We are quite lucky to have a good relationship with the key people involved in our sons care. We have a lot of respect for them and trust their opinion in their respective fields. We feel they have Roberts best interests at heart. Occasionally we hear opinions we don't necessarily agree with about Robert. At the start this used to crush me but now I just think “well you have seen him once for five minutes, looking quite unwell, so really I'll just file that as irrelevant”. As we have become more confident as parents I don't hang off every word as I did in the early days.
I have only been a parent for 18 months and this is just my perspective. A lot of parents of Swans have to deal with things I don't and vice versa. Some of us were first alerted to problems. We are dealing with a vast array of issues. No two children are the same. No two Swan parents are the same. But what we have in common is that we had a child and we had a plan, however vague, of how it would apan out.

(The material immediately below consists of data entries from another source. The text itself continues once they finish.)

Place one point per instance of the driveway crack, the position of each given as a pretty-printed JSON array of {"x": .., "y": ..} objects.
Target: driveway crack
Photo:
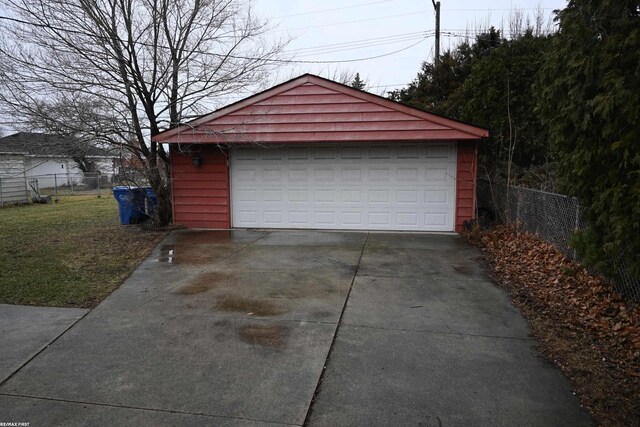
[{"x": 335, "y": 335}]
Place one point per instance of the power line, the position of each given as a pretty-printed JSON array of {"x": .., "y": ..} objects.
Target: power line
[
  {"x": 281, "y": 61},
  {"x": 331, "y": 10},
  {"x": 377, "y": 18}
]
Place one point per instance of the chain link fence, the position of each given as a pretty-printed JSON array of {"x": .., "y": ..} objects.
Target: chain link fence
[
  {"x": 19, "y": 189},
  {"x": 555, "y": 218}
]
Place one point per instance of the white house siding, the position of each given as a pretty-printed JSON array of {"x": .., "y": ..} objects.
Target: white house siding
[
  {"x": 50, "y": 171},
  {"x": 13, "y": 185}
]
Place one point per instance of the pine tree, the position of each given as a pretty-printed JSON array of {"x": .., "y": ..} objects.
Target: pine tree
[
  {"x": 357, "y": 83},
  {"x": 589, "y": 93}
]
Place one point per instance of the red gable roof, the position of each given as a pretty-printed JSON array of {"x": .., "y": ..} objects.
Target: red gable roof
[{"x": 312, "y": 109}]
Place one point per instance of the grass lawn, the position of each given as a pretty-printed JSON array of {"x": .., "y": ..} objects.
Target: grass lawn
[{"x": 70, "y": 254}]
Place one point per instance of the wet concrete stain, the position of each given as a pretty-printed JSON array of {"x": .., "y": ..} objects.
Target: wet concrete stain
[
  {"x": 272, "y": 336},
  {"x": 311, "y": 290},
  {"x": 255, "y": 307},
  {"x": 463, "y": 269},
  {"x": 189, "y": 254},
  {"x": 202, "y": 283}
]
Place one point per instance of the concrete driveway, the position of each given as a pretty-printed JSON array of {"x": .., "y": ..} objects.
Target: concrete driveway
[{"x": 292, "y": 327}]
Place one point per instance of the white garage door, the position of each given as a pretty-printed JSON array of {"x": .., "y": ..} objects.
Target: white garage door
[{"x": 349, "y": 187}]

But at some point, be it when our child was in the womb, at birth, or days or months or years after, our plan was torn up by life. The universe laughed at our plan and threw our lives into dissaray. And as we were trying to make a new plan, trying to adjust to this new reality, we have desperately searched for answers only to be told there are none. A counsellor told me this is one of the hardest things to accept.
We grieve for the loss of the future we planned, maybe for the child we thought we'd have. That doesn't mean we love our children any less. If anything we love them more.
The best advice I have been given is to relax, and enjoy life. And that it is both fine and normal to feel sad some days. Life is just going to happen. My son is the person he was meant to be. He is happy and loved. Maybe we will get an explanation, maybe we wont. It will not change who he is or our circumstances, but maybe it would provide some closure. Until then I will be a proud Mam of a SWAN.